How the protein structures are found

For each variant in the input, the Link Variants to 3D Protein Structure tool does the following, to prepare output for the "Link to 3D Protein Structure" column in the output variant track:

  1. Evaluate if the variant is found inside a CDS region. Otherwise the following is returned for the variant: (outside CDS regions).
  2. If the variant is in a CDS region, translate the reference sequence of the impacted gene into an amino acid sequence and evaluate if the variant can be expected to have an effect on protein structure that can be visualized. Overlapping genes (common in prokaryotic genomes) with different reading frames may cover a given variation, in which case multiple protein sequences will be considered.

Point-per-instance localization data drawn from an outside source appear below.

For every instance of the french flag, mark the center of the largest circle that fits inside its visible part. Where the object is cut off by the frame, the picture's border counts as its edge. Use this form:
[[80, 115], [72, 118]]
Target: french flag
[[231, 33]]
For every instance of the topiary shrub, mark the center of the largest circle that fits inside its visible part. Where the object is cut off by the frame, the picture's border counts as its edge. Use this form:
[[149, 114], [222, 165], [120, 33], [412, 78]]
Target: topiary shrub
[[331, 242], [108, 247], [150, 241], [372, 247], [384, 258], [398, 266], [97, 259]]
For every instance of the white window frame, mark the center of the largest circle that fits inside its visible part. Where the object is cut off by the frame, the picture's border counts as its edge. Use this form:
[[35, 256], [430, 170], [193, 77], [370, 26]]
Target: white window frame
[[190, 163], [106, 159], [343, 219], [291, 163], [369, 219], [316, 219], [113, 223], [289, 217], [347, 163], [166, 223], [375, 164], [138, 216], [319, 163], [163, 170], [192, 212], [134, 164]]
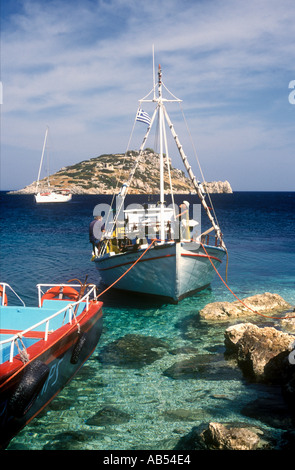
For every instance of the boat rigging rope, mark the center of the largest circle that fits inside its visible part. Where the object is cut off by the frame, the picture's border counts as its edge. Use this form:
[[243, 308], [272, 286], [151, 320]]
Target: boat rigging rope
[[247, 306]]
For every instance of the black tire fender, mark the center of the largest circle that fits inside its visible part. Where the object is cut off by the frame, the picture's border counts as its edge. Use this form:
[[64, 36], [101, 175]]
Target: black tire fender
[[28, 389], [78, 348]]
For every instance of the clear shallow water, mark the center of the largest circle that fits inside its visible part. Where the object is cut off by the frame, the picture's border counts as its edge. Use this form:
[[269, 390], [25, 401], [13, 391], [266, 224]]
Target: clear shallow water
[[50, 244]]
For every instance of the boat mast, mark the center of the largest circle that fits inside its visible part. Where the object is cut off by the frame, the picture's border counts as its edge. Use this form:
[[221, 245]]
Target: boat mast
[[41, 163], [193, 179], [161, 131]]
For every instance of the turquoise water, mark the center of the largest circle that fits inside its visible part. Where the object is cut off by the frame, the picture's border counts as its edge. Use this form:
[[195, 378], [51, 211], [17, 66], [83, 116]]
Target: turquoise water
[[148, 409]]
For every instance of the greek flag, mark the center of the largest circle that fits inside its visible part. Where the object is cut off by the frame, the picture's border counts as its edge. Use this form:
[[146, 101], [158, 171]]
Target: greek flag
[[143, 117]]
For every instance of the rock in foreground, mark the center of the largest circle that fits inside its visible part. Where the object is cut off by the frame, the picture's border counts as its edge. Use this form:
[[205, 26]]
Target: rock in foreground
[[262, 353], [266, 303]]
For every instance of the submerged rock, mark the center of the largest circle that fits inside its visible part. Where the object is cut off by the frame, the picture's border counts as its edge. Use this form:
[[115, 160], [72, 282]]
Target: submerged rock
[[107, 416], [133, 351], [270, 410], [266, 303], [217, 436]]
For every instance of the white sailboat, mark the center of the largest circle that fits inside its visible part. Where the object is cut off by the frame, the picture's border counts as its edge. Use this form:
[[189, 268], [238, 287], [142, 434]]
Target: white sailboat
[[156, 250], [49, 195]]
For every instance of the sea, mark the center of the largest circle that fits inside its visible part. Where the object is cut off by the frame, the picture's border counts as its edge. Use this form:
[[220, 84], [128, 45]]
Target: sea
[[143, 406]]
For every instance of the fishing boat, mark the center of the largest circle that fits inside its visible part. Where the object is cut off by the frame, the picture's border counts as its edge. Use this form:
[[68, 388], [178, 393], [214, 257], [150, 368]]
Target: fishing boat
[[49, 195], [156, 250], [42, 347]]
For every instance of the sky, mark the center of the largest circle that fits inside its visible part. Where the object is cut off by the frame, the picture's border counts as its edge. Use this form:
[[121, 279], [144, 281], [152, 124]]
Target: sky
[[81, 67]]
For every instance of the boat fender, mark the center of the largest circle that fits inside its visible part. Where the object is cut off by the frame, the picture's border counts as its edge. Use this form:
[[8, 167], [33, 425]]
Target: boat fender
[[60, 293], [5, 297], [78, 348], [28, 389]]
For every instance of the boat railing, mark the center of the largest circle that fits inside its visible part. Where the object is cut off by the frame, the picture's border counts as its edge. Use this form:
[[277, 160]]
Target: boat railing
[[5, 287], [68, 310]]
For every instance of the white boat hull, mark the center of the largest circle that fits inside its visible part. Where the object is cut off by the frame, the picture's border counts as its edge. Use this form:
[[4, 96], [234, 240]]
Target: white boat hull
[[52, 197], [171, 271]]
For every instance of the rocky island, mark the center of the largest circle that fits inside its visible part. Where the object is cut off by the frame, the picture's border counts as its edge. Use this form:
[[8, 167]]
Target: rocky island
[[106, 173]]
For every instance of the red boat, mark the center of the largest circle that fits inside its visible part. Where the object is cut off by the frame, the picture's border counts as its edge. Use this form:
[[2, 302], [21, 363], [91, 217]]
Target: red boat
[[42, 348]]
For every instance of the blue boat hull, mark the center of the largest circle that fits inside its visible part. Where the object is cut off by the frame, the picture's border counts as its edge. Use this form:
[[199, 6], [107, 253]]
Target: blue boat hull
[[26, 393]]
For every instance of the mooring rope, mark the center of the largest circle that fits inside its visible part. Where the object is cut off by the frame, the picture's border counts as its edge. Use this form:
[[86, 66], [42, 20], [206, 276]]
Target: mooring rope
[[247, 306]]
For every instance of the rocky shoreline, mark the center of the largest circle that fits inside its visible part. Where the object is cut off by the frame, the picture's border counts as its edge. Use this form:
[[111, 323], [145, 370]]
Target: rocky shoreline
[[265, 355]]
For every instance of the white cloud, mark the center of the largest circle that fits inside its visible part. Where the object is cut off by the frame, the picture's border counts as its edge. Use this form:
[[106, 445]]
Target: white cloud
[[81, 66]]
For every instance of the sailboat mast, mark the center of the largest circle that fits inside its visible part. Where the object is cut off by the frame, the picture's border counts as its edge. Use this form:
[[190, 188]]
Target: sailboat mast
[[42, 156]]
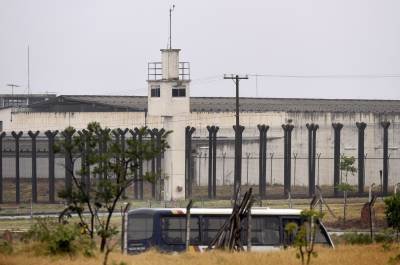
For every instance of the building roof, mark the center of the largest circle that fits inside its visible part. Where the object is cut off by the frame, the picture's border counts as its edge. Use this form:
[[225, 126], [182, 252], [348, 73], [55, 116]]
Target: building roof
[[222, 104]]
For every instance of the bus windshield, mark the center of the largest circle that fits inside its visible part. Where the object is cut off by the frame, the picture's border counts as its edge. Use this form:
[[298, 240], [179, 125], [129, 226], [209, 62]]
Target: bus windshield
[[140, 227]]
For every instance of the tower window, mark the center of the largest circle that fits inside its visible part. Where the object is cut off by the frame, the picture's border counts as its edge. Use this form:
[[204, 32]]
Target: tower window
[[155, 91], [179, 91]]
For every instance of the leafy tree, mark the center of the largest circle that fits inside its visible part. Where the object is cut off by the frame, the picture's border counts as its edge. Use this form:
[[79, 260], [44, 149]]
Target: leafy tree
[[305, 235], [114, 168], [346, 165], [392, 212]]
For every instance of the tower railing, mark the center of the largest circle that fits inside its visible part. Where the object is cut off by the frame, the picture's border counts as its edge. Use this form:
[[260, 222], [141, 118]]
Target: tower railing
[[154, 71]]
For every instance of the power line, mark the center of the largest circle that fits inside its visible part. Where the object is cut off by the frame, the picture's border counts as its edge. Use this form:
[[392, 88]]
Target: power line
[[329, 76]]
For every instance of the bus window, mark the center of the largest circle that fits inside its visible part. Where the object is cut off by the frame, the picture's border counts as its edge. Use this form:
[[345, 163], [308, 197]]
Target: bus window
[[140, 227], [264, 230], [211, 226], [319, 235], [288, 239], [173, 230]]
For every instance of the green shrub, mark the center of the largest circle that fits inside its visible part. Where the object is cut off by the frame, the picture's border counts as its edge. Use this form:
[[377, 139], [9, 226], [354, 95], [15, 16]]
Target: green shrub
[[357, 239], [59, 238], [5, 247]]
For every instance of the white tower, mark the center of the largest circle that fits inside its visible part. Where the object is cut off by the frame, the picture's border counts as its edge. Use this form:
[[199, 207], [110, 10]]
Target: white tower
[[169, 98]]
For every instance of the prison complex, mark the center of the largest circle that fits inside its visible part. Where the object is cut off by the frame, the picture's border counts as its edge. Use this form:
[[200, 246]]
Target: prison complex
[[291, 144]]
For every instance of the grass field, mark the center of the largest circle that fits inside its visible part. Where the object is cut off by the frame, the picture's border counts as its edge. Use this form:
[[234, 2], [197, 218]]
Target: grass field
[[342, 255], [353, 211]]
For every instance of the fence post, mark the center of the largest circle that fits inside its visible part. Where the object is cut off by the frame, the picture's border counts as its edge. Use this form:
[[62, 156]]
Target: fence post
[[210, 160], [188, 165], [2, 135], [312, 142], [17, 136], [153, 165], [262, 160], [51, 135], [136, 188], [67, 134], [33, 136], [361, 177], [214, 140], [139, 134], [287, 128], [238, 158], [385, 173], [337, 127]]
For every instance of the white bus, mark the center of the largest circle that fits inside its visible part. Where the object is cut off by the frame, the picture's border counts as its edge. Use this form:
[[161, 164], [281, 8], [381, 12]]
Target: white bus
[[165, 228]]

    For variants that cannot be visualized, the gene name and one of the reasons given below will be listed in the output table:

    • (nonsense) - the variant would result in a stop codon being introduced in the protein sequence.
    • (synonymous) - the variant would not change the amino acid.

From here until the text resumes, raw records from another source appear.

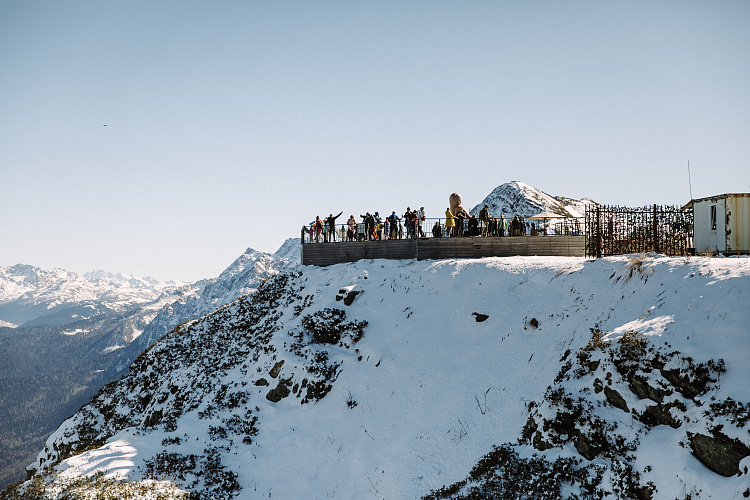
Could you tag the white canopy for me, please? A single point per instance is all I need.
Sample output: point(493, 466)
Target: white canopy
point(547, 215)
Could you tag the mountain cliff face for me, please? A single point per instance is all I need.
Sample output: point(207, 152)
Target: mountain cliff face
point(553, 377)
point(517, 198)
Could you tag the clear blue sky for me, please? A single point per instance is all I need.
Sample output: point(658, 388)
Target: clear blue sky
point(231, 124)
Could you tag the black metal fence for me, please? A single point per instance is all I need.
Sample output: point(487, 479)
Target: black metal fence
point(613, 230)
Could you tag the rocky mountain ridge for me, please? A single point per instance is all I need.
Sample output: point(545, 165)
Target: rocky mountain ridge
point(554, 377)
point(518, 198)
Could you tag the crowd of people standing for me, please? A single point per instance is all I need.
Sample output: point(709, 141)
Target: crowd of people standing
point(411, 225)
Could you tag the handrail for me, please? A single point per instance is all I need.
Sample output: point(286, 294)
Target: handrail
point(432, 228)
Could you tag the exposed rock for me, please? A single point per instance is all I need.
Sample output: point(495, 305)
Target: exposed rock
point(684, 385)
point(719, 453)
point(480, 317)
point(279, 392)
point(659, 414)
point(643, 390)
point(276, 369)
point(615, 399)
point(584, 447)
point(347, 296)
point(153, 419)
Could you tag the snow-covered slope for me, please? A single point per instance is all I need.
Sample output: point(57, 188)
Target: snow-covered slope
point(401, 379)
point(517, 198)
point(33, 296)
point(82, 356)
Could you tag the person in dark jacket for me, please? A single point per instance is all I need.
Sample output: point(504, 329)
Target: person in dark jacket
point(331, 229)
point(393, 221)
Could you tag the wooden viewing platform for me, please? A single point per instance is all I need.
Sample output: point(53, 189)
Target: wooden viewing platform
point(326, 254)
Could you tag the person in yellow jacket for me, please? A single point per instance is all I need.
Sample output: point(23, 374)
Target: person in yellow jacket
point(450, 222)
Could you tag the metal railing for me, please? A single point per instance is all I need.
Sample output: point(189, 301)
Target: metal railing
point(433, 228)
point(613, 230)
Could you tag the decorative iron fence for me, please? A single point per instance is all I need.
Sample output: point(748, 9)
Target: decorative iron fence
point(613, 230)
point(432, 228)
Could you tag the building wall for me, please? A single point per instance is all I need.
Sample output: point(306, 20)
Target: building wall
point(738, 227)
point(324, 254)
point(732, 232)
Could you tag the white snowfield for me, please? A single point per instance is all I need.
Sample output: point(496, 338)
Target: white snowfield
point(432, 386)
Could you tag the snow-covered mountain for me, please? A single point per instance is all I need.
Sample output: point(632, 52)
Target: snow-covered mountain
point(32, 296)
point(49, 371)
point(517, 198)
point(522, 377)
point(242, 277)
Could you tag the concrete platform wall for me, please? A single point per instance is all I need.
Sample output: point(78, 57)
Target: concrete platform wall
point(325, 254)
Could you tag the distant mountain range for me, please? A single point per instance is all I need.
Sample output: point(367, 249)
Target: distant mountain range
point(99, 323)
point(517, 198)
point(520, 377)
point(66, 335)
point(30, 296)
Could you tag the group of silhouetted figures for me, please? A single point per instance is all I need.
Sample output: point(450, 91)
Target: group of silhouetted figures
point(411, 225)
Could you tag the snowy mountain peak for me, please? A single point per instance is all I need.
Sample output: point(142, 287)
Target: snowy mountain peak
point(544, 378)
point(518, 198)
point(290, 249)
point(57, 297)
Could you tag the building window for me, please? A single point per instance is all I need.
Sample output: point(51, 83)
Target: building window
point(713, 217)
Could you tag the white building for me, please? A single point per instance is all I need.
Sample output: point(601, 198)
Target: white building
point(722, 223)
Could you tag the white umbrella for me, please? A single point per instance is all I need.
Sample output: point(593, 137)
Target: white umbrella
point(547, 215)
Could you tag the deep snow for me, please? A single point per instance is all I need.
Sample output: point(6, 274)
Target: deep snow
point(429, 390)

    • (frame shift) - the variant would introduce a frame shift.
  3. BLAST the translated amino acid sequence (the query sequence) against the protein structure sequence database (see Download 3D Protein Structure Database) to identify structural candidates. Note that if multiple splicing variants exist, the protein structure search is based on the longest splicing variant. BLAST hits with E-value > 0.0001 are rejected and a maximum of 2500 BLAST hits are retrieved. If no hits are obtained, the gene name and the message (no PDB hits) are listed.
  4. For each BLAST hit, check if the variant is covered by the structure. For a variant resulting in one amino acid being replaced by another, the affected amino acid position should be present on the structure. For a variant resulting in amino acid insertions or deletions, the amino acids on both sides of the insertion/deletion must be present on the structure.

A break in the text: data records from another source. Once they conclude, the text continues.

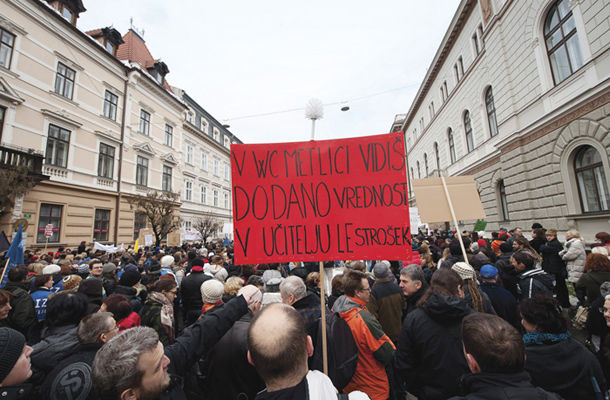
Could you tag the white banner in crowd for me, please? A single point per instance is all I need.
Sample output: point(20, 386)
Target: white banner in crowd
point(108, 249)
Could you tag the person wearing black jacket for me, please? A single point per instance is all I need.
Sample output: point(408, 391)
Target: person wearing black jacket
point(553, 264)
point(496, 356)
point(429, 356)
point(191, 292)
point(134, 364)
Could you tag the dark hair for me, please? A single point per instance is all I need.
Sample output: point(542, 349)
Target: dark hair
point(525, 257)
point(272, 361)
point(337, 284)
point(5, 297)
point(118, 305)
point(444, 281)
point(545, 312)
point(352, 281)
point(597, 262)
point(164, 284)
point(66, 308)
point(40, 280)
point(18, 273)
point(604, 237)
point(495, 344)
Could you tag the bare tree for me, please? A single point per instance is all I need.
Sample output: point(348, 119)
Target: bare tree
point(16, 182)
point(158, 207)
point(207, 226)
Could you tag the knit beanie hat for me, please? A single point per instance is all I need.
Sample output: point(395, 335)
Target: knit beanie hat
point(130, 278)
point(211, 291)
point(380, 270)
point(51, 269)
point(71, 282)
point(166, 261)
point(11, 347)
point(197, 265)
point(108, 268)
point(465, 271)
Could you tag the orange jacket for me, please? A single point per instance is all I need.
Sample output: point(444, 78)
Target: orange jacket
point(375, 349)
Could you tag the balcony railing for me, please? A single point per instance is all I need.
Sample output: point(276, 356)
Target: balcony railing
point(18, 157)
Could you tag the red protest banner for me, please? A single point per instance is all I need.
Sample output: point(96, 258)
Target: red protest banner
point(321, 200)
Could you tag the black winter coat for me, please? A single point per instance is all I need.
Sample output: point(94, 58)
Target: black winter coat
point(552, 263)
point(565, 368)
point(429, 356)
point(484, 386)
point(226, 369)
point(191, 294)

  5. For the BLAST hits covering the variant, rank the structures considering both structure quality and homology (see Ranking structures).
  6. Add the gene name and the description of the amino acid change to the "Link Variant to 3D Protein Structure" column in the output variant track. A link on the description gives access to a 3D view of the variant effect using the best ranked protein structure (see Create 3D visualization of variant). Note that the amino acid numbering is based on the longest CDS annotation found.